The federal government, however, has asked the court to dismiss the case, saying it lacks jurisdiction in the matter.
Shahid Haque-Hausrath, an immigration attorney representing Kathleen Benitez-Field, of Missoula, said the court must consider whether the government was wrong to deny his client’s application to stay in the United States under the Violence Against Women Act and the U visa program.
Under certain circumstances, both provisions are open to immigrants married to U.S. citizens, though the government has denied both forms of relief to Benitez-Field.
“We have a motion pending right now to resolve the merits of that issue, and we believe the court will issue a decision in our favor,” Haque-Hausrath said. “However, the government is moving to deport (Benitez-Field) before the court can make a decision.”
In an order issued last week, U.S. District Judge Dana Christensen said the court had “serious concerns” about its jurisdiction in the case. He said the court would attempt to resolve the question at a hearing set for Oct. 20 before the opposing parties continue their arguments.
“This approach will preserve the resources of the parties and encourage judicial efficiency,” Christensen said.
In 2010, police responded to a call for assistance after Benitez-Field’s then-husband, Jesse Lane King, assaulted her in a Missoula parking lot. Police reports say the attack left bruising on Benitez-Field’s throat.
Although King pleaded guilty to domestic partner/family member assault, he told an Immigration and Customs Enforcement officer several days later that Benitez-Field was staying in the country illegally.
Benitez-Field, who is originally from Spain, was subsequently arrested for possessing a fake green card. Haque-Hausrath has argued that she had the card only because King denied her the opportunity to obtain legal status over the five years of their marriage.
In 2011, Benitez-Field pleaded guilty to possessing the fake card. U.S. Citizenship and Immigration Services has since denied her relief under the Violence Against Women Act and the U visa program, saying her conviction represented “a crime of moral turpitude.”
“If the court determines that it does not have jurisdiction to put (Benitez-Field’s) deportation on hold, then our fight is lost for now,” Haque-Hausrath said. “The government has made it clear that they intend to execute her final deportation order, and once she has been deported, that will prevent her from obtaining relief no matter what the judge decides.”

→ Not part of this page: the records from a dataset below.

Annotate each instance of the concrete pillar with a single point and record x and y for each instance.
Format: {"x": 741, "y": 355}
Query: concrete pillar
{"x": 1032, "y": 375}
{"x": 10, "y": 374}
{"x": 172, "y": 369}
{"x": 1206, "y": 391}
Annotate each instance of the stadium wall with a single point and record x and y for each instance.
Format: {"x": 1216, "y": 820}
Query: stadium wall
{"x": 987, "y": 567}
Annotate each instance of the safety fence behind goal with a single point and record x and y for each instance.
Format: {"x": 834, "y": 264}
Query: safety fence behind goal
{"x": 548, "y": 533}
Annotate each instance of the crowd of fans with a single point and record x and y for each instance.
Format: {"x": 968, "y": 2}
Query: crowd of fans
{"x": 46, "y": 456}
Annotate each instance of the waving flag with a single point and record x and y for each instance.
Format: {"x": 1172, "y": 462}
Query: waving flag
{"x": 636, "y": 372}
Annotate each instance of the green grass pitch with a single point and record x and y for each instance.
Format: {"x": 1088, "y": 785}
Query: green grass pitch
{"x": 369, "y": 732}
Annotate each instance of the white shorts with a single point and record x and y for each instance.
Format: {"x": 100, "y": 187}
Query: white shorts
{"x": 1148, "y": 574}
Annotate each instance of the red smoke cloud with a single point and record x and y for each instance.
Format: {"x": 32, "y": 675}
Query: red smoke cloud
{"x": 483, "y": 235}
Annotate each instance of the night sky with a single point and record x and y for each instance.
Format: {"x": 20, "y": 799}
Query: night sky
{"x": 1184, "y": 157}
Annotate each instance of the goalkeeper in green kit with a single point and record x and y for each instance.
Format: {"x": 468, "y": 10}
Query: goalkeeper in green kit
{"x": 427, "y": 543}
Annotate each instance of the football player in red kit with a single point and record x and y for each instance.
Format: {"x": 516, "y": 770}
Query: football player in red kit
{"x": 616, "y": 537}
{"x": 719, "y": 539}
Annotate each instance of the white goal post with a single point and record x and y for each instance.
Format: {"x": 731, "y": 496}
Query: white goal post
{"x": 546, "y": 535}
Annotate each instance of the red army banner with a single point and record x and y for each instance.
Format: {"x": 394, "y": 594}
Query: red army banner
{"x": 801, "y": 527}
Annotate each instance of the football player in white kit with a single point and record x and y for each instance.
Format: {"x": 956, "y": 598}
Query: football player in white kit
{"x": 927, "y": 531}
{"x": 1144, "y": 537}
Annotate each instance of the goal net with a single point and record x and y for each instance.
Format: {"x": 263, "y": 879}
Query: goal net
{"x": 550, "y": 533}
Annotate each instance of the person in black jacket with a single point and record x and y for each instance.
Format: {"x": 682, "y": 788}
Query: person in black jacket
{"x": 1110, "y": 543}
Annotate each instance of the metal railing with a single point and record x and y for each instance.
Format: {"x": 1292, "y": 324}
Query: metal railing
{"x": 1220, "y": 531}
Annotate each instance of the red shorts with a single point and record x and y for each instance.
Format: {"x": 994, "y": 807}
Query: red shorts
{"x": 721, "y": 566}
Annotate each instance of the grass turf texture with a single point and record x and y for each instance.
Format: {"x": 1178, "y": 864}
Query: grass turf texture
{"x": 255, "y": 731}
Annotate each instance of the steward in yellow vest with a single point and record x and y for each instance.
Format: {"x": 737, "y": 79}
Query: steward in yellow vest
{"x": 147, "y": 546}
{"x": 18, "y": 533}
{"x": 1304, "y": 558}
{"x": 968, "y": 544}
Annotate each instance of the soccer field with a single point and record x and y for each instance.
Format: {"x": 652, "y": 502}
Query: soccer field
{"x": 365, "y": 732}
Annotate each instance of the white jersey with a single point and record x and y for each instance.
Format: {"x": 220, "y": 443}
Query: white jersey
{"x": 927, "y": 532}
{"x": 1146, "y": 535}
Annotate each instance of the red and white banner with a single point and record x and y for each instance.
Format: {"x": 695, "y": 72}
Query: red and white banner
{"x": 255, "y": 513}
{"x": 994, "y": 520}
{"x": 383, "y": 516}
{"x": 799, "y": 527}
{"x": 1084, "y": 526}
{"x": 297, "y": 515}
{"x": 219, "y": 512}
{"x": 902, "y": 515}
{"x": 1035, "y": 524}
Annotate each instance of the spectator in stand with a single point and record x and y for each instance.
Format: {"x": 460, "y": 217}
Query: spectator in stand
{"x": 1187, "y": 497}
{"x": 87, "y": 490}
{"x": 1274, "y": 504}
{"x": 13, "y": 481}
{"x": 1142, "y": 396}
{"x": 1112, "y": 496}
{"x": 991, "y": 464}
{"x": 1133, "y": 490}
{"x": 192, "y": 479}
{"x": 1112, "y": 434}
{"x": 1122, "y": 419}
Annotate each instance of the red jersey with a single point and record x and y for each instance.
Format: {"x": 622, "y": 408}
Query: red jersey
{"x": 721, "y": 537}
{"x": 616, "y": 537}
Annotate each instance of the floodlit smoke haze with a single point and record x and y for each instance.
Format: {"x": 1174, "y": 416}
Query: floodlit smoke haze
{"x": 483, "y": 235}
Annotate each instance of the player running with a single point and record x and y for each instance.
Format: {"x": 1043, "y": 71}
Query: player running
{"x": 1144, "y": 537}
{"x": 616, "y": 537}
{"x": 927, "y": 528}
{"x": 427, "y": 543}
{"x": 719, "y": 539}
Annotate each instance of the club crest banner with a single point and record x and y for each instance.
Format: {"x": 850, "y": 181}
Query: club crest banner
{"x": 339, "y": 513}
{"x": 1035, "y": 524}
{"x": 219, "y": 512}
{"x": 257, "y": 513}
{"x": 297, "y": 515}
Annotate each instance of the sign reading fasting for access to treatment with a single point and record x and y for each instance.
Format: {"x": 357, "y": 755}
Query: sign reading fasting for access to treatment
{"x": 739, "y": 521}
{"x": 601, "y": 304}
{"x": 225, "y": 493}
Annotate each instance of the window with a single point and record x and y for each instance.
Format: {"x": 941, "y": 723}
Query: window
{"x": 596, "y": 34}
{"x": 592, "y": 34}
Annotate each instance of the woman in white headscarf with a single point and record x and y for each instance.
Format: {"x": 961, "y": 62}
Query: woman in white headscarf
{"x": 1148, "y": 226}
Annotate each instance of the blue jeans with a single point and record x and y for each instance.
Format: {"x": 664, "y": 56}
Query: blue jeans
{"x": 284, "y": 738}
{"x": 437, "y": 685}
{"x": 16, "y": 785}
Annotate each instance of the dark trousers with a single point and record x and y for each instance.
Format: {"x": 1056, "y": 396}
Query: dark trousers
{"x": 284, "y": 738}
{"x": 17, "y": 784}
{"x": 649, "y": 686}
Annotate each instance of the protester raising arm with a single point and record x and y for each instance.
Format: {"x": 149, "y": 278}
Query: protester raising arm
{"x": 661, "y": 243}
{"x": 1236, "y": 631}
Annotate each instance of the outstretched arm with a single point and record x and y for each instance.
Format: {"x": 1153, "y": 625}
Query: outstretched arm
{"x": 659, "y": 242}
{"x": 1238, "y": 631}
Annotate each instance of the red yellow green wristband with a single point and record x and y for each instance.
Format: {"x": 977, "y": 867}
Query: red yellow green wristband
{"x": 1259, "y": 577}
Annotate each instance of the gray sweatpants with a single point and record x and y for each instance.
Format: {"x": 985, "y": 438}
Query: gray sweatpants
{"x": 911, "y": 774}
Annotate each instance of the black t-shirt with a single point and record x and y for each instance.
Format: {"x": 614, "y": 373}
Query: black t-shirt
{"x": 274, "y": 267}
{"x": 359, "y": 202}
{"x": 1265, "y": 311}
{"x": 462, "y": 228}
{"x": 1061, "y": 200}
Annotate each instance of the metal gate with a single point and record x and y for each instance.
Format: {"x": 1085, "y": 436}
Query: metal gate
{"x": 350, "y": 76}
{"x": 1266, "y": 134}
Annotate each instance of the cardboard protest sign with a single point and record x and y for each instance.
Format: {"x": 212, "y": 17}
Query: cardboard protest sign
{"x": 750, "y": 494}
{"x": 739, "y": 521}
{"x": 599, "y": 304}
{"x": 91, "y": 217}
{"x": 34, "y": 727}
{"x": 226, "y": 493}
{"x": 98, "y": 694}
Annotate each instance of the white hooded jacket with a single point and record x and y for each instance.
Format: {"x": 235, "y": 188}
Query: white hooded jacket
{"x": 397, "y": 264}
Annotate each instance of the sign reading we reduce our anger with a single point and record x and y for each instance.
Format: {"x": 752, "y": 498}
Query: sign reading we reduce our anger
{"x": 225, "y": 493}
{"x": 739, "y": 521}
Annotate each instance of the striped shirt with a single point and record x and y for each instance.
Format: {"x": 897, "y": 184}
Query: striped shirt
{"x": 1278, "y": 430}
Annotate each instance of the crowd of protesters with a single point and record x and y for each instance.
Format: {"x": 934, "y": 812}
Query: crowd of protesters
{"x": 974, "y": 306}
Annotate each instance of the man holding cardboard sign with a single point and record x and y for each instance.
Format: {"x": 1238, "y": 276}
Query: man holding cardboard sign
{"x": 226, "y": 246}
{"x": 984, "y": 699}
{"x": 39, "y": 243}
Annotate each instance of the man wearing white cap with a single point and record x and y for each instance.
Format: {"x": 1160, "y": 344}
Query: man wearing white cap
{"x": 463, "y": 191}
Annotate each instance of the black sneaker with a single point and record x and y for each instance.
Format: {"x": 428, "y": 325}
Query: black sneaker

Last month, Missoula County District Court unsealed documents in the domestic violence case at the request of Haque-Hausrath. The immigration attorney has made the case public in hopes of putting pressure on the government to stop his client’s “unlawful” deportation.
Haque-Hausrath did so despite concerns that the publicity could make Benitez-Field the target of King’s harassment. He believes the government is denying his client due process.
He’s also asking the larger Missoula community to attend the hearing to support his client.
“The purpose of showing community support is not to influence the judge, whose decision will be based purely on the law,” Haque-Hausrath said. “Rather, we hope to send a message to the government stating that we don’t agree with deporting a victim of abuse based on a tip from the abuser, that their priorities are misplaced, and that the least they can do is hold off on deporting (Benitez-Field) until the court can fully consider the case.”
The hearing has been set for 1:30 p.m. On Thursday, Oct. 20, at the Russell Smith Courthouse.